Am 12. November 2018 stellte Frankreichs Präsident Emanuel Macron auf dem Internet Governance Forum den „Pariser Aufruf für Vertrauen und Sicherheit im Cyberspace“ (Kopie) vor – im Original als „Paris Call for Trust and Security in Cyberspace“) benannt. Der Vorschlag Frankreichs reiht sich in ähnliche Vorstöße der vergangenen Jahre ein, die zum einen im zwischenstaatlichen Dialog entwickelt wurden, wie die Vorschläge der UN „Group of Governmental Experts on Developments in the Field of Information and Telecommunications in the Context of International Security“ (UN-GGE)“, die „Commonwealth Cyber Declaration“ oder die getrennten Vorschläge für Normen staatlichen Verhaltens wie sie zum einen durch die USA nebst Partnern vorgeschlagen wurden und zum anderen ein vergleichbarer Beitrag Russland, Chinas und weiterer Staaten. Auf der anderen Seite gab es aber auch seitens von NGOs und der Wirtschaft einige wichtige Vorstöße, wie Mircosofts „Digitale Genfer Konvention“, Siemens „Charter of Trust“, ein Vorschlag von Google, der Global Commission on the Stability of Cyberspace oder zuletzt Tim Berners-Lee „Contract for the web“. Bislang hat noch keiner der Vorstöße eine internationale Verbindlichkeit erlangt, was durchaus auch an den unterschiedlichen Herangehensweisen der Staaten und ihrer Sicht auf Sicherheit und nationale Souveränität im Cyberspace liegt.  Gleichwohl sind die Debatten ein wichtiges Signal, dass sich die Staatengemeinschaft und die Gesellschaft mit der Bedeutung des Cyberspace als globales Gut befasst und dabei versuchen destabilisierende Entwicklungen einzudämmen und zu regulieren. Auch der Pariser Aufruf ist als ein nicht-bindendes Dokument formuliert und enthält weder detaillierte Maßnahmen noch möchte es neue Institutionen schaffen. Es zielt vielmehr darauf ab, bestehende institutionelle Mechanismen zur „Begrenzung von Hacking- und Destabilisierungsaktivitäten“ im Cyberspace zu fördern. Dieser Vorstoß der französischen Regierung soll die Konfrontationen in den zwischenstaatlichen Debatten und den damit einhergehenden Stillstand aufheben und schlägt zu diesem Zweck vor, die Überwachung der effektiven Umsetzung des Aufrufs dem Internet Governance Forum (UN IGF) als UN Gremium übertragen.

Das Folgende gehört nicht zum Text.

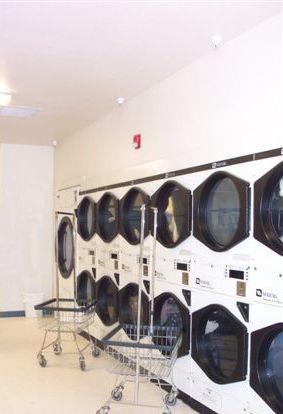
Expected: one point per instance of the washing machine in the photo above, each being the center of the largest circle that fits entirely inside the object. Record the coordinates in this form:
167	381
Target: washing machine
129	228
229	241
108	251
87	237
66	200
85	288
266	370
216	379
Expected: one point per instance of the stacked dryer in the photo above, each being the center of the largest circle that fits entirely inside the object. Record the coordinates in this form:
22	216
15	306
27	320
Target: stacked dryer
130	238
108	261
65	242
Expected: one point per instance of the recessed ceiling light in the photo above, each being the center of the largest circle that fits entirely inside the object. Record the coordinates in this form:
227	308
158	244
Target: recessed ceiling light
216	40
5	98
120	100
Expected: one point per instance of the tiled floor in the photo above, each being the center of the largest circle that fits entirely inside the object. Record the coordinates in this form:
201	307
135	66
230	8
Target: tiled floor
61	387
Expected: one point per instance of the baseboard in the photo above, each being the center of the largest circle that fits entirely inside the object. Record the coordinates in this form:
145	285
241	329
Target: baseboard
195	405
12	314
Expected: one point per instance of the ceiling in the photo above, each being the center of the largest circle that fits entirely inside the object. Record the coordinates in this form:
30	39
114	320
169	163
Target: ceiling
72	59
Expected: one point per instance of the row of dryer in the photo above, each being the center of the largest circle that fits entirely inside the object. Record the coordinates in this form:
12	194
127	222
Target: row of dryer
227	301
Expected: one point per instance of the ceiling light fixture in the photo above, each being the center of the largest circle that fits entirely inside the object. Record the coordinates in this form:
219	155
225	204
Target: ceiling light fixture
120	100
216	40
5	98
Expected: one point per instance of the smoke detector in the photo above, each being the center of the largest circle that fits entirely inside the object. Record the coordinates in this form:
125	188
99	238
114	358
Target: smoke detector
18	111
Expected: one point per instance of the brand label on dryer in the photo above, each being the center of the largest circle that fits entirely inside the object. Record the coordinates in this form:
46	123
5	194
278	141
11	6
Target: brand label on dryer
218	164
268	296
204	283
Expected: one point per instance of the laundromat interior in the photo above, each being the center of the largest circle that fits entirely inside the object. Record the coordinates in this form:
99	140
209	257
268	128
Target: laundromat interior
141	207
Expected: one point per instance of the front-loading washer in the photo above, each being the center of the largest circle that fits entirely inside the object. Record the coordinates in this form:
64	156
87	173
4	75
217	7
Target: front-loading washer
266	370
217	375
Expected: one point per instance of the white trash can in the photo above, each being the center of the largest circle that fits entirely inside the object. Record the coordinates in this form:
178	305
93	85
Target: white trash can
30	300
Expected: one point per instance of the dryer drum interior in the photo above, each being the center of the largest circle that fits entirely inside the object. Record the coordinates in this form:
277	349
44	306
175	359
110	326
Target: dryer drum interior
107	300
268	209
129	305
131	215
173	203
267	365
219	344
65	247
85	288
169	312
86	218
108	217
221	211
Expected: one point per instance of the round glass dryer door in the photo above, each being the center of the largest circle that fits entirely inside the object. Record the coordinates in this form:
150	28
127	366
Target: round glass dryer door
129	306
107	300
174	210
65	247
219	344
130	215
221	211
268	209
85	289
86	218
267	365
108	217
169	312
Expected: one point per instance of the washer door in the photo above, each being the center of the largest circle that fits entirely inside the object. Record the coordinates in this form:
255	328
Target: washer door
85	288
221	211
169	311
107	295
108	217
65	247
130	215
268	209
266	371
219	344
174	211
129	306
86	218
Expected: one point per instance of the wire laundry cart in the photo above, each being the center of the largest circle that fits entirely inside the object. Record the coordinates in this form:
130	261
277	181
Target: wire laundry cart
66	316
142	353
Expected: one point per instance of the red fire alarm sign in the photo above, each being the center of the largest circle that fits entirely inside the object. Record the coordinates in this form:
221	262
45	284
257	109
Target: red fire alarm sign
137	141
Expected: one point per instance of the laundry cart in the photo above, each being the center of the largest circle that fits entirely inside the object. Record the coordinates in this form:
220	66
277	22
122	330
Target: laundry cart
67	318
142	353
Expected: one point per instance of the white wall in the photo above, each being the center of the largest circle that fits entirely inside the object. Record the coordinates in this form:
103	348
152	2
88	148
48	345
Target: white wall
26	223
226	104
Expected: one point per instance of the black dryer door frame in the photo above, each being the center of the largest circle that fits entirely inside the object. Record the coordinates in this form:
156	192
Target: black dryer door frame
263	225
200	199
158	199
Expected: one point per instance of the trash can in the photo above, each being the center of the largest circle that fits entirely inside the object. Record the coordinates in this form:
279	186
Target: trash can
30	300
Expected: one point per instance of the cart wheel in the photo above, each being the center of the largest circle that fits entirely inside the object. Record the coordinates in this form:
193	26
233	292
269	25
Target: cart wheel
95	352
82	364
42	361
57	349
170	399
116	394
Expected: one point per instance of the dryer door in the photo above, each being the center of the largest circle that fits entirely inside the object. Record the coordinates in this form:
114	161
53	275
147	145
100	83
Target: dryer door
107	295
107	210
169	311
86	218
129	306
85	288
221	211
219	344
266	370
65	247
268	209
174	213
130	215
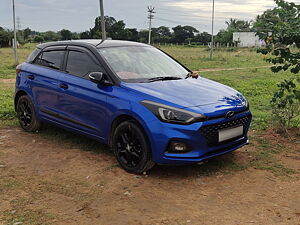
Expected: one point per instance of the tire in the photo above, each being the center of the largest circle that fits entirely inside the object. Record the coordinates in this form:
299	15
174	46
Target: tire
26	114
131	148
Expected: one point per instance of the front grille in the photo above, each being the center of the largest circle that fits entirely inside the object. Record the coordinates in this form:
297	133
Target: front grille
211	132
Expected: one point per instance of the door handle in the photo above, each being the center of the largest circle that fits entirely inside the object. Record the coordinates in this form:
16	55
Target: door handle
30	77
64	86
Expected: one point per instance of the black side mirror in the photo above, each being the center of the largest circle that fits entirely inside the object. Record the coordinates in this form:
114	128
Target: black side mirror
96	77
100	78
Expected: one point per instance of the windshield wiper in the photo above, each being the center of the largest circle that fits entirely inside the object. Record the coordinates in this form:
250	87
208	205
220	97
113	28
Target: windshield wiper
190	74
153	79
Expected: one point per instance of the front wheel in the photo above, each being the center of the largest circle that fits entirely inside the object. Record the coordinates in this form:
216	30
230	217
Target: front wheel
26	114
131	148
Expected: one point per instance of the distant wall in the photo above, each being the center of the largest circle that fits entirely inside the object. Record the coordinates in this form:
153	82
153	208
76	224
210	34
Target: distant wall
247	39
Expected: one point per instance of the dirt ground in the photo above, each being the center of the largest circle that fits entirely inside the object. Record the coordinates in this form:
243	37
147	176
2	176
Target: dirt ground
50	181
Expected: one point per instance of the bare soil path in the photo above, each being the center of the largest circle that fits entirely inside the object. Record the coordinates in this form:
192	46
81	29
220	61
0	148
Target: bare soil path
50	181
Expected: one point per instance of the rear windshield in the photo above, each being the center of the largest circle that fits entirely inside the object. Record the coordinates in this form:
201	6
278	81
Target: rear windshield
33	55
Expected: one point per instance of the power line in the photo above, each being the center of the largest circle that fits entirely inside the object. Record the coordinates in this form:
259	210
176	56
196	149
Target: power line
150	17
212	30
15	33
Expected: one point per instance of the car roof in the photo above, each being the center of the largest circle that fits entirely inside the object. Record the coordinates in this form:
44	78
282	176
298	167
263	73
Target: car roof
93	42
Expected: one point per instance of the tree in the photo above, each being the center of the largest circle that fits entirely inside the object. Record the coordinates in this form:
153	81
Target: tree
26	33
65	34
280	28
235	25
143	36
161	34
5	37
51	36
85	35
38	39
224	36
182	33
203	38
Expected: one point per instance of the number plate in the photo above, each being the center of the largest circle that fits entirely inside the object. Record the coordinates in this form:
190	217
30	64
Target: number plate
228	134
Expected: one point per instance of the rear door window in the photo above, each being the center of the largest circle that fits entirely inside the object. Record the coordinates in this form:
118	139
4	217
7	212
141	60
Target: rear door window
50	59
81	64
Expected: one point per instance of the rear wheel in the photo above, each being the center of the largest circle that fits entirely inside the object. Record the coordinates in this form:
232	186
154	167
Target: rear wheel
131	148
26	114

Der Text enthält neun Ziele, die einen Kompromiss der Prioritäten zwischen Staaten, Unternehmen und der Zivilgesellschaft darstellen und sich drei  Hauptthemen widmen: Regulierung staatlicher Aktivitäten auf Basis von Normen, staatliche Souveränität im Cyberspace und Schutz der Bürger.

We reaffirm our support to an open, secure, stable, accessible and peaceful cyberspace, which has become an integral component of life in all its social, economic, cultural and political aspects.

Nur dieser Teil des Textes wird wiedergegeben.